Perdido 03

Perdido 03

Thursday, September 12, 2013

This Is Lhota's Strategy To Beat De Blasio?


To which someone on Twitter replies:


Michael Powell wrote this in the Times:

Erick J. Salgado grabbed 2.4 percent of the Democratic vote, and Randy Credico took 2 percent. Colin Campbell of The New York Observer noted their combined vote total nearly equaled that of the Republican nominee, Joseph J. Lhota.

If the Lhota/GOP strategy against de Blasio is what Michael Benjamin says it is, good luck winning even 40% of the vote.

Hard to see ACORN attacks working in NYC.

The UFT endorsed Thompson in the primary.

Sure, de Blasio has allied with the UFT in the past on some issues, but there's nothing there that I can think of that would sidetrack his candidacy.

Something the political establishment needs to get through their heads - the public doesn't hate the UFT nearly as much as they do!

And the public actually likes teachers.

I don't see how linking de Blasio to the UFT is fatal to him.

The thin resume thing?

Already tried in the Democratic primary.

Didn't work there.

Might work a little better in the general with some independent voters.

But certainly not anywhere near enough to bring Lhota victory.

And the WFP scandal is old news.

Unless they've got something fresh and new, it's not playing in any of the boroughs.

Look, I've said this before.

Joe Lhota is a jerk.

He challenged a 77 year old man to a fight at an MTA board meeting last year.

No, seriously, he did:

He has assailed state officials, the cast of “Jersey Shore” and, as the so-called rat czar under Mayor Rudolph W. Giuliani, the city’s outsize vermin population.

On Thursday, Joseph J. Lhota, the chairman of the Metropolitan Transportation Authority, turned his attention to another adversary: a member of his own board, whom he accused of lying and challenged twice to “be a man” during an unusually heated exchange at the authority’s monthly meeting.

The board member, Charles G. Moerdler, 77, who served as New York City’s housing and buildings commissioner in the 1960s, responded by saying he would “bring it on,” although his response was rather muted compared with Mr. Lhota’s remarks.

The group was discussing a proposal to reduce the number of board meetings to 8 a year from 11, and add 2 “forum” meetings specifically for the public to address the chairman and the authority’s presidents. The board meetings include public comment periods.

Mr. Moerdler opposed the plan, saying, “We need at this time to increase, not decrease, timely disclosure.”

It did not take long for Mr. Lhota, 57, to pounce. He said he wished Mr. Moerdler would reconsider his position, “since your flawed thinking and the erroneous things that you’ve just said are actually scurrilous.”
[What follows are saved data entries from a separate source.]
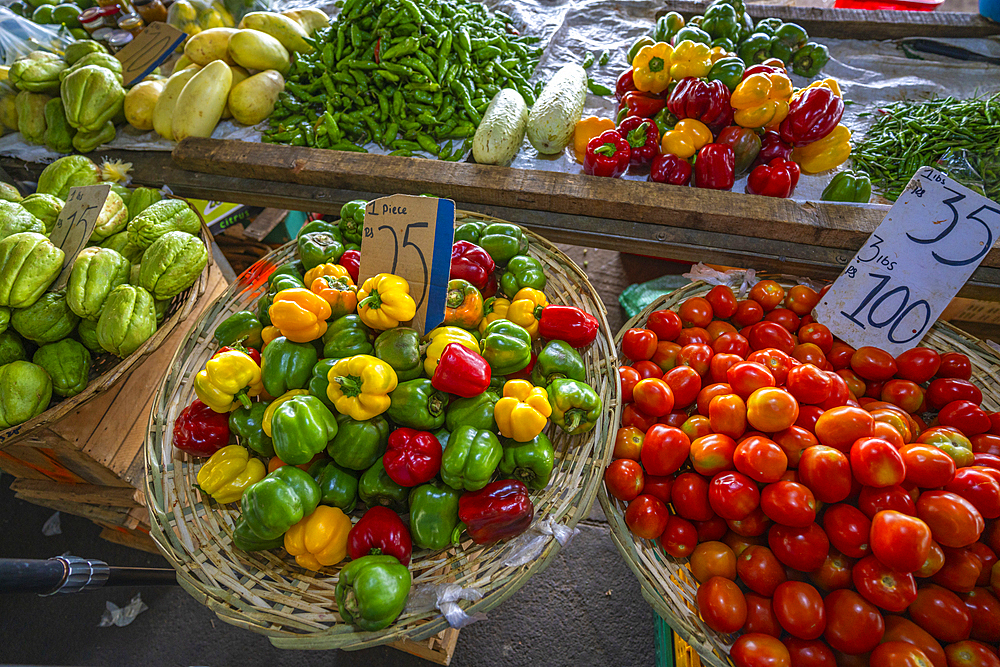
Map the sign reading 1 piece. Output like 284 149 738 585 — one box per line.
357 194 455 335
815 166 1000 356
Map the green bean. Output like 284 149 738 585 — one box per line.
587 79 613 96
582 52 595 69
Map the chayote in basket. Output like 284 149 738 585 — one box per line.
18 193 63 235
0 360 52 429
0 306 7 334
100 232 145 264
32 338 92 398
126 186 163 222
96 283 157 357
64 40 107 66
0 232 64 309
72 120 117 156
11 290 79 344
137 231 208 300
67 246 132 320
58 52 123 84
76 318 101 353
127 199 200 251
36 155 102 200
88 190 128 243
0 200 44 240
0 330 27 365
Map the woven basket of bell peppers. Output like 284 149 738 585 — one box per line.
0 155 213 441
599 275 1000 667
144 207 620 649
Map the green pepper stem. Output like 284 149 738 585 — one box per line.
446 288 465 309
648 56 665 73
563 409 584 433
335 374 363 398
358 288 382 310
593 143 617 157
236 390 252 410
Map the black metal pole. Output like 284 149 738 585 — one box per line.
0 559 66 595
106 567 177 587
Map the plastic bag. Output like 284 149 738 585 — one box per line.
404 583 486 629
99 593 149 628
501 517 579 567
42 511 62 536
0 8 73 65
167 0 236 38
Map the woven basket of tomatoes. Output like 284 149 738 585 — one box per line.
144 208 620 649
599 275 1000 667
Mr. Lhota, who has trumpeted the authority’s transparency, said agency information would be available more frequently under the proposal.
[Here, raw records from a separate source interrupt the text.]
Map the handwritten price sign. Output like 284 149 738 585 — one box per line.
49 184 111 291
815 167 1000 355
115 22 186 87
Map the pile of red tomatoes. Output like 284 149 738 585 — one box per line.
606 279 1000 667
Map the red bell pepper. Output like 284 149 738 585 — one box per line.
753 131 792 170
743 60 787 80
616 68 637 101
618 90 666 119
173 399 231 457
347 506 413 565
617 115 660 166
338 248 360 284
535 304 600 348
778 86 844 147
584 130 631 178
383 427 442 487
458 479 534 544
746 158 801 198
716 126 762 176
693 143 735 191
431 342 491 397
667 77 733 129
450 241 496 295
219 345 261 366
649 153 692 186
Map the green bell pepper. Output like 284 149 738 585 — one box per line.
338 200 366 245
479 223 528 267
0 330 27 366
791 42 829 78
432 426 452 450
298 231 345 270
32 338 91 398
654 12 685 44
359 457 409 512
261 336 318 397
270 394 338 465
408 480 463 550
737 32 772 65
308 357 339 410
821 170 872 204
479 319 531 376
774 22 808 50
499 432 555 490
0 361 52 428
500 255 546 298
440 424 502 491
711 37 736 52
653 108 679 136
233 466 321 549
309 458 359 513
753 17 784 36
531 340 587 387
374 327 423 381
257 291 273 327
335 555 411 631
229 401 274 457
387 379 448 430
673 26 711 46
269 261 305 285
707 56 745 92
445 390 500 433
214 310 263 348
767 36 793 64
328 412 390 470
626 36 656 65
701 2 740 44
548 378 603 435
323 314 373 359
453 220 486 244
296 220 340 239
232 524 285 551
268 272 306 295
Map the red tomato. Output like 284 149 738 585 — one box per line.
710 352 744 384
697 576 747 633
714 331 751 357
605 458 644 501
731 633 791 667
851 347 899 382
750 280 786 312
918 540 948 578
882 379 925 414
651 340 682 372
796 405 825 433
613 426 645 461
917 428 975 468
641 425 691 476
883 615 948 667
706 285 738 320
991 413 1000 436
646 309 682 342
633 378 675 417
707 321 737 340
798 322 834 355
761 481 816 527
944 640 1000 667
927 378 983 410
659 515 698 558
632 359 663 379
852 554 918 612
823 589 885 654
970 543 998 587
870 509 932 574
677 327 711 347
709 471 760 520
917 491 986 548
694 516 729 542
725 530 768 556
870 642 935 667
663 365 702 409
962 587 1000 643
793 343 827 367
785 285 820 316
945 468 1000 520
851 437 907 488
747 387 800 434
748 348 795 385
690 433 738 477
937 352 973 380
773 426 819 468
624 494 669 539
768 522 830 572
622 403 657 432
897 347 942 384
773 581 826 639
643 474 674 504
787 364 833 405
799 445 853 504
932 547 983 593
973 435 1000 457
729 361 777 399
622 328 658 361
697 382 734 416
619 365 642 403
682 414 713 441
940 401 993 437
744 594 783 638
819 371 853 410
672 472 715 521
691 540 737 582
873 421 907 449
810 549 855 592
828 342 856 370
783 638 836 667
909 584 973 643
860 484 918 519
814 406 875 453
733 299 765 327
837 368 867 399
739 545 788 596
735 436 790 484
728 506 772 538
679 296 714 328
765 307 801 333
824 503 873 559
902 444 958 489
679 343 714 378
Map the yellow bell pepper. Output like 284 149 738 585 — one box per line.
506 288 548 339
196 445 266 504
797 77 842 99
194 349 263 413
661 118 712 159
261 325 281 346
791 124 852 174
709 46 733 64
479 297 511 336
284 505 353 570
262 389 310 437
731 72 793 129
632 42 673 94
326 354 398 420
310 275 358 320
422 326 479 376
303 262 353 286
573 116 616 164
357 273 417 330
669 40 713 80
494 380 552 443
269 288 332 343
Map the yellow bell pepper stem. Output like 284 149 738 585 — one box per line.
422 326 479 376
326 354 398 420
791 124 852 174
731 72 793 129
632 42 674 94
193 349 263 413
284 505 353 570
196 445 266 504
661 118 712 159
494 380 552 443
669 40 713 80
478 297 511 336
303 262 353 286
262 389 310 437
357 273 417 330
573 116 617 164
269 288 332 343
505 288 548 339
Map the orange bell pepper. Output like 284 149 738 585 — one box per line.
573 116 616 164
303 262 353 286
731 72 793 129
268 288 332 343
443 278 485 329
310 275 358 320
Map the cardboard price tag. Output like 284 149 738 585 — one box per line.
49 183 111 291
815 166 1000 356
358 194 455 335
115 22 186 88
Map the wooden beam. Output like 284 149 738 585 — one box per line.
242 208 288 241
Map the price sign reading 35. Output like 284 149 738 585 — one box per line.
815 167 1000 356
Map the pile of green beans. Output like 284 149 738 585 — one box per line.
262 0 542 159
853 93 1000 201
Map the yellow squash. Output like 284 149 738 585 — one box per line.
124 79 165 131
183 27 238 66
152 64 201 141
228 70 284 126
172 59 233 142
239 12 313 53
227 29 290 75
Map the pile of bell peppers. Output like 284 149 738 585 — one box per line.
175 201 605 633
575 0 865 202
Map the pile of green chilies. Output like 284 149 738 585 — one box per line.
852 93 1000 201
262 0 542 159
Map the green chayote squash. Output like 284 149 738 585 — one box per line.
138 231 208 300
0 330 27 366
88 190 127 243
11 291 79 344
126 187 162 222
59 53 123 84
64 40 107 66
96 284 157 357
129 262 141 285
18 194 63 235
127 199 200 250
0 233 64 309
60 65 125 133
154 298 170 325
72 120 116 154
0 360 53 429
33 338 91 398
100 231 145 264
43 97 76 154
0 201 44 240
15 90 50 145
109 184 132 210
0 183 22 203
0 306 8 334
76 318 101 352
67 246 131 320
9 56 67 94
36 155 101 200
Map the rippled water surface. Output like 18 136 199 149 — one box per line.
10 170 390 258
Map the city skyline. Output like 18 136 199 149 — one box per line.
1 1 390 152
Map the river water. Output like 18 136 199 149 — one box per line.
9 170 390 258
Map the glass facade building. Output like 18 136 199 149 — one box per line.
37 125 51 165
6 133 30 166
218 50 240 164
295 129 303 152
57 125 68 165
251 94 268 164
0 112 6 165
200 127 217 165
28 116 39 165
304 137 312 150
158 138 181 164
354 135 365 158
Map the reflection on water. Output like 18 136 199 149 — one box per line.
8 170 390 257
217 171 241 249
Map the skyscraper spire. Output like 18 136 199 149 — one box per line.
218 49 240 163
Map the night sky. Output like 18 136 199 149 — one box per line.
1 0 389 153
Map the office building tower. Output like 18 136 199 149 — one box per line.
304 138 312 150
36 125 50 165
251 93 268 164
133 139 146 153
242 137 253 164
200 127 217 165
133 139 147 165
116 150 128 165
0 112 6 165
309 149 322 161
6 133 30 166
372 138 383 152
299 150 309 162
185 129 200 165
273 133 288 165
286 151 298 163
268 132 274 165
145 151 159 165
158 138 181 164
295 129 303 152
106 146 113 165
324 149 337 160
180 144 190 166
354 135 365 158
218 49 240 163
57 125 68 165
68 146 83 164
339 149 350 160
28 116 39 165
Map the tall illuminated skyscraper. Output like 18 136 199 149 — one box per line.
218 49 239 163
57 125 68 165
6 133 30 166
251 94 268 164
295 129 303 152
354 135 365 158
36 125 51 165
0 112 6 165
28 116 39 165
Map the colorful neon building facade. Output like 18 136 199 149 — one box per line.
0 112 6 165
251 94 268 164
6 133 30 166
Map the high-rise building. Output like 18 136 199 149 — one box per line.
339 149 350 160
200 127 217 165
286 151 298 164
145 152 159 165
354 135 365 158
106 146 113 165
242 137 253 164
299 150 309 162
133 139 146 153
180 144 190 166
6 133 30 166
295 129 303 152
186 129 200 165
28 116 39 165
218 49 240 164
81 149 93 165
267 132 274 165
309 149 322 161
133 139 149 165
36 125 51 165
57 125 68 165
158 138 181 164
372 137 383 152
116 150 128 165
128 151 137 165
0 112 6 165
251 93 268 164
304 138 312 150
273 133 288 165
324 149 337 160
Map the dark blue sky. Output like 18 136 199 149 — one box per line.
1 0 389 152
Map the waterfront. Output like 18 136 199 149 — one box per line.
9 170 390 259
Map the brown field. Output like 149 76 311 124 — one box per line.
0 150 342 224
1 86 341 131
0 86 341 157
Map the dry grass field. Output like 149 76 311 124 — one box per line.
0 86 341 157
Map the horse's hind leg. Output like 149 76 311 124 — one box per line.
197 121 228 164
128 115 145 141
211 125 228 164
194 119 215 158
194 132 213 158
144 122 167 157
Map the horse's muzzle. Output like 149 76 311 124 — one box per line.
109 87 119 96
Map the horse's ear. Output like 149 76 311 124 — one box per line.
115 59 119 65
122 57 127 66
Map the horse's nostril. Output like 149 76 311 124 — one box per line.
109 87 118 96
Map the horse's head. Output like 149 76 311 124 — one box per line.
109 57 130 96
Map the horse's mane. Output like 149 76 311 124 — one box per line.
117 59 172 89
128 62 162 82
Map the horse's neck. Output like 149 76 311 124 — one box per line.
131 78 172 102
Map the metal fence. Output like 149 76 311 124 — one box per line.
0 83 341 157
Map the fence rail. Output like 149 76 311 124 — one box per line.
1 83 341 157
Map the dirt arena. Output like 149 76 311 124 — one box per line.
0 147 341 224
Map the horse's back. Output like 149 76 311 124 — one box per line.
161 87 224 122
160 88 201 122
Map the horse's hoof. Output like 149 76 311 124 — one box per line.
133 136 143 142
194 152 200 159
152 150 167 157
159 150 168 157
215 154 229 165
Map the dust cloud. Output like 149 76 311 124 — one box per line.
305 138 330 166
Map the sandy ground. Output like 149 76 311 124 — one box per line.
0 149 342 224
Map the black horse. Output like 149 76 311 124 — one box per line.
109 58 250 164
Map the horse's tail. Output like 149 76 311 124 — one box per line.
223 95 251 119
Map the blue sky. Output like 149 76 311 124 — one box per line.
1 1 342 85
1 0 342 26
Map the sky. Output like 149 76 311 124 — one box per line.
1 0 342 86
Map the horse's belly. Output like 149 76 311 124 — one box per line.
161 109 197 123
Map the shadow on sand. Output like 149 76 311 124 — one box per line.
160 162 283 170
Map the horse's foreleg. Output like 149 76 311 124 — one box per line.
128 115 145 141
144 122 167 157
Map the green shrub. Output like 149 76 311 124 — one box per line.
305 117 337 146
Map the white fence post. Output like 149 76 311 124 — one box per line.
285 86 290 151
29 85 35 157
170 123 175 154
He said Mr. Moerdler’s “blubbering” was “just a waste of time and a waste of effort.”

Mr. Lhota then appeared to allude to a May article in The Daily News in which Mr. Moerdler was accused of using a police-issued placard to park illegally outside the Cornell Club.

“To make statements in public like this, similar to the statement that you made when you only parked in that parking spot for a few minutes when it was documented by camera that it was over four hours — enough of lying to this board,” Mr. Lhota said, at turns pounding his finger on the table.

Mr. Moerdler seemed taken aback. “Mr. Chairman,” he said, “character assassination does not do you credit.”

But he said he “will not challenge” Mr. Lhota, to which the chairman responded, “I wish you would.”

“Be a man,” he said, as the two began speaking over each other. “Be a man.”

“Oh, I’d be happy to do it,” Mr. Moerdler said. “In your words, I will bring it on.”
“Let’s go,” Mr. Lhota said.

Mr. Moerdler said he stood by his opposition to the plan. “With respect, and I say with respect, I find your comments disturbing,” he said. “I will leave it at that.”

“Respect is not mutual,” Mr. Lhota said.

In addition to that exchange, Lhota also cursed at and shoved a reporter back when he was in the Guiliani administration.

These two incidents crystallize Republican nominee in a nutshell (a nuthouse?)

The de Blasio campaign was very savvy during the primary.

Do not think they do not know the loose screws that Lhota has in his head.

Do not think they won't try and provoke a ferret moment from Lhota.

Do not think they will hesitate to bring up Lhota's temperament if necessary and frame him as having all the worst personality attributes of Bloomberg and Giuliani rolled into one - thin-skinned, malicious, arrogant, angry, full of rage, and a bully.

I dunno, maybe that stuff about ACORN and the UFT will play well for Lhota in this general election.

But I don't think so.

You can bet if the de Blasio campaign chooses to have surrogates depict Lhota as a crazy person unfit to be mayor, that will play well.

De Blasio will keep his own message positive and upbeat - his Tale of Two Cities spiel.

But that won't stop some outside groups from doing to Lhota what was done to Quinn.